# Dynamic heterogeneity of nucleus pulposus cells from development to degeneration

> **NIH NIH R21** · UNIVERSITY OF PENNSYLVANIA · 2022 · $176,963

## Abstract

Abstract
 Lumbar intervertebral disc degeneration is a cascade of cellular, structural and mechanical changes that is
strongly implicated as a cause of low back pain. Current therapies for painful disc degeneration, conservative
or surgical, focus only on alleviating symptoms.
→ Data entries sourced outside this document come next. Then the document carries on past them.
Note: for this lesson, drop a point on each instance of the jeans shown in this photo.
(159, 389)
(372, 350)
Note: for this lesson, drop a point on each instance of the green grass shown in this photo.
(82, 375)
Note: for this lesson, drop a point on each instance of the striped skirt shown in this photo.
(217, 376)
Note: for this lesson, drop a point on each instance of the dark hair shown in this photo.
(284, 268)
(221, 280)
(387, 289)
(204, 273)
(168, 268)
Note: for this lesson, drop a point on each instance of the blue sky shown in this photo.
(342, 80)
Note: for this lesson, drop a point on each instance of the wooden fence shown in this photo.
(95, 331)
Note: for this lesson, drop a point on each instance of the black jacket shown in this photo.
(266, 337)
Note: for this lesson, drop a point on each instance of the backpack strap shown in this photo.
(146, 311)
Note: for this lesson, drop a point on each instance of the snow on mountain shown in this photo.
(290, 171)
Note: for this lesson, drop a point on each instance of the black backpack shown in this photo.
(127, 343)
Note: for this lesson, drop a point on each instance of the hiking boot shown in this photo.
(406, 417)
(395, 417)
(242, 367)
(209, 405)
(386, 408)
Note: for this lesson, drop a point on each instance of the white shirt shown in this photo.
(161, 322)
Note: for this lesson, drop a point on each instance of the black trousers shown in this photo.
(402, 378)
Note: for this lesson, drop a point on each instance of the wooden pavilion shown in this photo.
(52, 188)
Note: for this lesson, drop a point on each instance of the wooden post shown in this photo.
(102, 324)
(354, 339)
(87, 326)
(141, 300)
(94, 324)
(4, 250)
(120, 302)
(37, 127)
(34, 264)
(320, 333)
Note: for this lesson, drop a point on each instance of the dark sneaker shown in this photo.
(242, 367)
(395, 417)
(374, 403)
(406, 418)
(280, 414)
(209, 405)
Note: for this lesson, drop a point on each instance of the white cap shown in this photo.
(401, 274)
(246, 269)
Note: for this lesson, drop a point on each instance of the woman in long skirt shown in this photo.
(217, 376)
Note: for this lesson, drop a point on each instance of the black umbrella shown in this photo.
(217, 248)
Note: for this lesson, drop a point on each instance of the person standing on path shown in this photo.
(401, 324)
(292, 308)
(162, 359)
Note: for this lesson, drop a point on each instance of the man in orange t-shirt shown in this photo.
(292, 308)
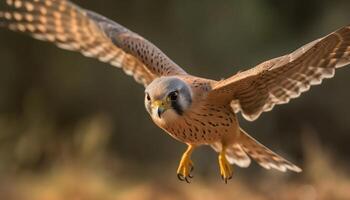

There is a critical need for new therapies that restore disc
structure and mechanical function by directly addressing the underlying biological causes. A key challenge to
developing effective treatments for disc degeneration is the need to recapitulate the structural complexity and
specialized extracellular matrix (ECM) of the component tissues, which comprise cells of multiple
developmental lineages. The central nucleus pulposus (NP) is implicated in the initiation of disc degeneration.
The developmental origin of NP cells was until recently a point of contention, but was resolved though fate
mapping studies in mice that demonstrated conclusively that these cells in their entirety are descendants of
embryonic notochordal cells. During growth and aging, NP cells progressively lose their notochordal
characteristics to be replaced by smaller, chondrocyte-like “mature” NP cells. The disappearance of
notochordal cells has long been considered to contribute to progressive disc degeneration later in life, however
the underlying molecular mechanisms are not understood. With degeneration, the NP undergoes an
inflammation-mediated, fibrous transformation that compromises disc biomechanical function; however the
underlying cellular events that initiate and drive this process are poorly understood. Single cell RNA-Seq
(scRNA-Seq) is an emerging tool that permits high resolution transcriptome analysis of individual cells,
facilitating identification of rare subpopulations. In combination with cutting-edge computational tools, scRNA-
Seq can elucidate transitional states and relationships between cell subpopulations to predict cell
differentiation trajectories. The overall objective of this proposal is to use scRNA-Seq to investigate the
emergence of distinct NP cell subpopulations during intervertebral disc development and growth (Aim 1), and
establish the fate and function of these subpopulations during injury and degeneration (Aim 2). For both Aims,
using the top cluster-specific genes, the presence and localization of distinct NP cell subpopulations will be
confirmed using immunofluorescence and qPCR. The results of this study will have important implications for
the development of novel cell-based therapies for disc regeneration. For example, establishing NP progenitor-
specific markers through cluster-specific gene analysis may allow subsequent identification and enrichment of
therapeutic cell populations in human disc tissue, and defining differentiation trajectories may allow
reprogramming of such cells for therapeutic application.

## Key facts

- **NIH application ID:** 10401258
- **Project number:** 5R21AR077261-02
- **Recipient organization:** UNIVERSITY OF PENNSYLVANIA
- **Principal Investigator:** Neil Malhotra
- **Activity code:** R21 (R01, R21, SBIR, etc.)
- **Funding institute:** NIH
- **Fiscal year:** 2022
- **Award amount:** $176,963
- **Award type:** 5
- **Project period:** 2021-05-05 → 2024-04-30

## Primary source

NIH RePORTER: https://reporter.nih.gov/project-details/10401258

## Citation

> US National Institutes of Health, RePORTER application 10401258, Dynamic heterogeneity of nucleus pulposus cells from development to degeneration (5R21AR077261-02). Retrieved via AI Analytics 2026-05-23 from https://api.ai-analytics.org/grant/nih/10401258. Licensed CC0.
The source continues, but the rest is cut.